1. L’accord sera-t-il appliqué?

Comme l’essentiel des différents accords conclus avec les Etats est unilatéral (des droits de douane sur les produits entrant aux Etats-Unis sans réciprocité), il suffira que l’administration américaine les matérialise légalement pour qu’ils entrent en vigeur.

Un doute subsiste cependant sur les clauses complémentaires qu’ils contiennent, souvent des promesses d’achats d’hydrocarbures et des engagements à investir aux Etats-Unis. «La stratégie des pays partenaires des Etats-Unis peut être rapprochée de celle de la Chine lors du premier mandat de Donald Trump, c’est-à-dire faire des promesses pour permettre au président américain de brandir des chiffres mirobolants sur les exportations d’hydrocarbures et de gaz naturel vers ces pays-là, et sur les investissements sur le sol américain, analyse Thierry Mayer. A mon avis, ce n’est pas du tout crédible. L’Union européenne, le Japon et la Corée du Sud n’ont aucun moyen de forcer leurs entreprises privées à acheter préférentiellement aux Etats-Unis. Le chiffre de 750 milliards de dollars évoqué dans l’accord avec l’Union européenne n’a aucun rapport avec la réalité. Il n’est absolument pas atteignable, notamment pour des questions de contraintes d’offre aux Etats-Unis. L’objectif ne sera pas réalisé. Et dans six mois, il n’est pas exclu que Donald Trump rehausse encore les droits de douane.»

2. Quel impact pour l’Europe?

«A court terme, soit les entreprises européennes, pour préserver leurs parts de marché, réduiront leurs marges et donc gagneront moins d’argent, soit elles perdront des parts de marché. Dans l’une ou l’autre hypothèse, elles seront fragilisées, détaille Sylvie Matelly. A moyen terme, le ralentissement prévisible de la croissance et de la demande américaines entraînera un ralentissement de l’économie mondiale. A plus long terme, il est difficile d’avoir une visibilité sur les conséquences de la politique américaine des droits de douane. Mais il est clair que l’on entre dans une période de transition et pendant celle-ci, des entreprises réussiront à s’adapter et retrouveront de l’équilibre et une certaine prospérité, et d’autres souffriront, voire, peut-être, disparaîtront.»

Thierry Mayer se réfère aux évaluations établies par plusieurs organismes spécialisés pour affirmer que «le coût de cette hausse des tarifs douaniers en Europe sera très disparate selon les secteurs», mais que, «de manière agrégée, l’impact sera assez faible. Il est évalué à 0,5 point de PIB au maximum pour l’Union européenne, tandis qu’aux Etats-Unis, il pourrait se rapprocher de 1,5 voire deux points de PIB.»

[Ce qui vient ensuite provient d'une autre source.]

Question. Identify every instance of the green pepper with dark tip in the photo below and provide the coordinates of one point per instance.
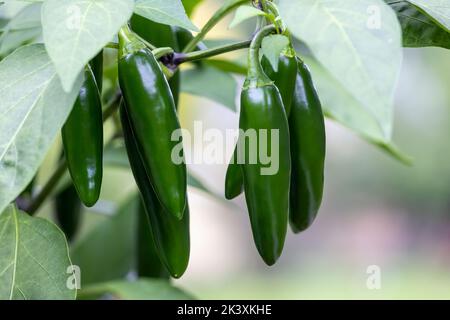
(68, 211)
(266, 187)
(307, 131)
(159, 35)
(170, 235)
(148, 264)
(151, 109)
(284, 78)
(234, 181)
(83, 141)
(184, 36)
(97, 68)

Le pari du «Golden Age» de Donald Trump repose sur une relocalisation aux Etats-Unis d’usines d’entreprises étrangères. © GETTY

3. Quel effet aux Etats-Unis?

«A très court terme, c’est le consommateur américain qui paiera une grande partie de ces droits de douane, confirme Sylvie Matelly. Il y aura un effet inflationniste aux Etats-Unis. Comme les produits européens coûteront plus chers, le consommateur en achetera moins et se tournera peut-être vers des biens locaux. L’économie circulaire va sans doute prospérer. Or, les Européens sont bien avancés dans ce secteur. Il y a potentiellement là des opportunités à saisir», insiste la directrice de l’Institut Delors pour laquelle tout n’est pas nécessairement négatif dans l’accord UE-Etats-Unis.

«On n’aura plus aucun cadre. Ce sera la loi du plus fort. Et cela, on sait bien où cela mène.»

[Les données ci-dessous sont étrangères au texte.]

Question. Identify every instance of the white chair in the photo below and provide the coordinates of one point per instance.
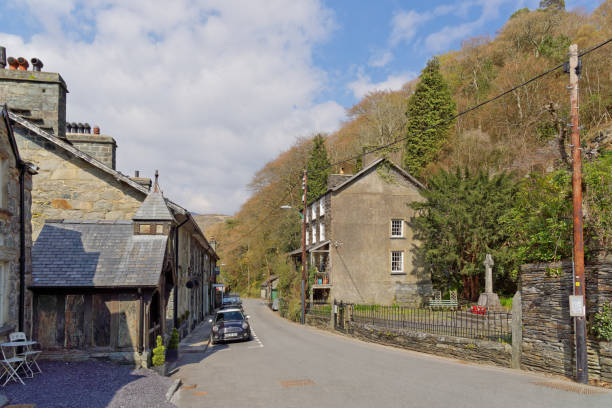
(11, 364)
(28, 352)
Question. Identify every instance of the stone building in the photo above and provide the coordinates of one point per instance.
(102, 287)
(15, 233)
(78, 181)
(359, 239)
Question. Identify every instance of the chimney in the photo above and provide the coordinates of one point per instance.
(23, 64)
(2, 57)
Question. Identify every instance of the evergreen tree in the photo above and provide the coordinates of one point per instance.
(552, 4)
(317, 168)
(430, 104)
(458, 225)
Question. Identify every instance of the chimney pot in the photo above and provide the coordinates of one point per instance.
(13, 63)
(36, 64)
(2, 57)
(23, 64)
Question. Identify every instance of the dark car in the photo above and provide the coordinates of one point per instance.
(230, 324)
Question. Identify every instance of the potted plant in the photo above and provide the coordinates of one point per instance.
(159, 357)
(172, 353)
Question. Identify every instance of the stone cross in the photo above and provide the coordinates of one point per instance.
(489, 273)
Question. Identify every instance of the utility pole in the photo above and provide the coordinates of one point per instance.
(582, 374)
(305, 189)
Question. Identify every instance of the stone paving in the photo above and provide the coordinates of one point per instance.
(90, 384)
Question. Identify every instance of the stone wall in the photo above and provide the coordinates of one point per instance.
(548, 339)
(10, 239)
(67, 187)
(449, 346)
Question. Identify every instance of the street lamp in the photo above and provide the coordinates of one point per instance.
(288, 207)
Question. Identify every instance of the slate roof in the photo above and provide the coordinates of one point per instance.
(96, 254)
(153, 208)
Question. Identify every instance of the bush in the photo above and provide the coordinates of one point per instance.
(159, 353)
(173, 343)
(602, 324)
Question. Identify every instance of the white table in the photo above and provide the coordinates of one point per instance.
(28, 347)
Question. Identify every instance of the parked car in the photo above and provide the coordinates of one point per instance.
(230, 324)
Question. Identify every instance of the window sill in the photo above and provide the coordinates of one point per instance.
(4, 330)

La politique de Donald Trump affectera d’abord le consommateur américain, confirme Thierry Mayer. «Dès que les textes légaux seront publiés, on assistera en premier lieu à une montée des prix. Les entreprises devront trouver de nouveaux fournisseurs et réduire leur demande. Cette tendance aura un effet à moyen terme sur la croissance. Certains économistes ont calculé que les Etats-Unis seront à peu près 2% moins riches au cours des prochaines années par rapport à la situation qu’ils auraient vécue sans cette politique sur les droits de douane», avance le professeur d’économie.

Et à plus long terme? L’objectif de Donald Trump n’est-il pas de doper l’économie américaine? «Pour la croissance à long terme, l’espoir repose sur le fait que des entreprises se relocaliseront aux Etats-Unis. Mais relocaliser une entreprise implique de construire une nouvelle usine pour un coût grosso modo d’un milliard d’euros. Pour engager ce genre de dépenses, il vaut mieux être sûr que Donald Trump ne changera pas de politique et que l’usine aura une durée de vie de 30 à 40 ans. On voit mal que des décisions d’investissement de long terme puissent être prises dans un climat d’incertitude aussi grand.»

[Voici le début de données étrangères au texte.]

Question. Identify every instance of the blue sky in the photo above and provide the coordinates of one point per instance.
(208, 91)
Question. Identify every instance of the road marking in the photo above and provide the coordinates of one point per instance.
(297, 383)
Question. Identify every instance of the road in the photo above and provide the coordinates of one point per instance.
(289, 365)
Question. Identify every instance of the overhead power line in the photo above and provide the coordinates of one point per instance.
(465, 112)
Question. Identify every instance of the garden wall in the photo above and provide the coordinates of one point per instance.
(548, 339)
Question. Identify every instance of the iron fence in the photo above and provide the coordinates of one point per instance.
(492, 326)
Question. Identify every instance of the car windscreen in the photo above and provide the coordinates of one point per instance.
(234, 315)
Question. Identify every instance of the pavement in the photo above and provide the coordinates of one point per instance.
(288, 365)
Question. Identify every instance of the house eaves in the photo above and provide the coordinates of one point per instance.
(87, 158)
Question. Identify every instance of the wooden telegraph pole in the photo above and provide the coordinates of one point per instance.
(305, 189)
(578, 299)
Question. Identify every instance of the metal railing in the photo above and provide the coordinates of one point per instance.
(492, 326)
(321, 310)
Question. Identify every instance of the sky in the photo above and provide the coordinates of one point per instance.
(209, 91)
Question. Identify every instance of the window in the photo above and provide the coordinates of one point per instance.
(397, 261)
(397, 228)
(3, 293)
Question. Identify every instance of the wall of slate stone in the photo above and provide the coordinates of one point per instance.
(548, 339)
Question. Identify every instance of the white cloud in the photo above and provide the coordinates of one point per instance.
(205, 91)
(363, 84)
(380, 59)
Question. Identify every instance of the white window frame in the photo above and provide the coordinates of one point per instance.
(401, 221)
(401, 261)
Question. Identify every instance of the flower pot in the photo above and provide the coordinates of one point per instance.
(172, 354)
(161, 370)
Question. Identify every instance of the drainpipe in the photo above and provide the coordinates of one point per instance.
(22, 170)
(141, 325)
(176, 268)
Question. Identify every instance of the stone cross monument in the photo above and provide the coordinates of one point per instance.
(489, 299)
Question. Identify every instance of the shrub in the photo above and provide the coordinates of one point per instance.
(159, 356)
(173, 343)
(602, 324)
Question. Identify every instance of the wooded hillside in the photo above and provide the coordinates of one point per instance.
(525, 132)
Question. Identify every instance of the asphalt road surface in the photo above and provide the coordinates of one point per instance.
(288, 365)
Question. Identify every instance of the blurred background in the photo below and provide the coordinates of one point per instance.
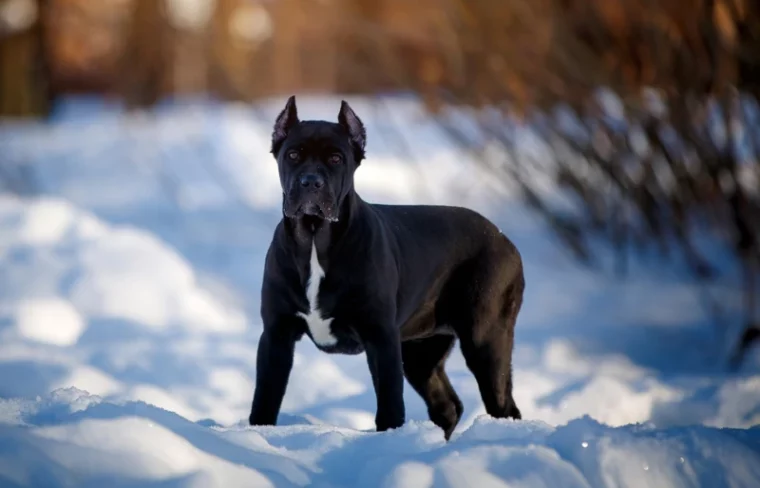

4. La fin de la mondialisation?

Le changement de doctrine économique imprimé par le président des Etats-Unis aura inévitablement des répercusssions sur le commerce mondial, avec cette crainte que se tourne durablement la page du multilatéralisme économique et la conséquence qu’il se régionalise.

«On est à la fin du modèle fondé sur le commerce comme instrument prédominant des relations internationales en lieu et place de la guerre, qui avait émergé à la sortie de la Seconde Guerre mondiale et s’était renforcé après la fin de la guerre froide, juge Sylvie Matelly. On entre dans un monde où les protections sont de retour. Va-t-il conduire à une régionalisation? La mondialisation s’est déjà accompagnée d’une régionalisation. Ce n’est pas nouveau. Les chaînes de valeurs se sont d’abord organisées au plan régional. La Chine s’est développée parce qu’il y avait eu au préalable l’émergence du Japon et des Tigres asiatiques. Je pense davantage que le commerce sera de plus en plus fragmenté avec des relocalisations d’entreprises sur un certain nombre de territoires parce que dans différents secteurs, faire du commerce international coûtera plus cher. Va perdurer un commerce sur des flux bien spécifiques et plus un commerce global, impliquant une globalisation des chaînes de valeurs depuis la matière première jusqu’au produit fini. Dans un de mes cours, je citais il y a quelques années l’exemple d’un vélo Decathlon dans la fabrication duquel plus de 130 pays intervenaient. Ce modèle sera sans doute moins courant.»

Thierry Mayer, professeur d’économie. © ALEXIS LECOMTE

«Au départ, j’étais assez optimiste en me disant qu’en fait, si on continue une Organisation mondiale de la santé (OMC) sans les Etats-Unis et que l’on renforce les liens entre les autres pays, il est très facile de contrer la politique agressive de Donald Trump. Maintenant, je suis beaucoup plus pessimiste parce que, quand je vois que les Etats ne sont pas capables de se coordonner même sur des éléments très simples comme ne pas se laisser plumer les uns après les autres, je pense que l’on se dirige vers un monde où le commerce sera beaucoup plus dur dans tous les sens. On n’aura plus aucun cadre. Ce sera la loi du plus fort. Et cela, on sait bien où cela mène.»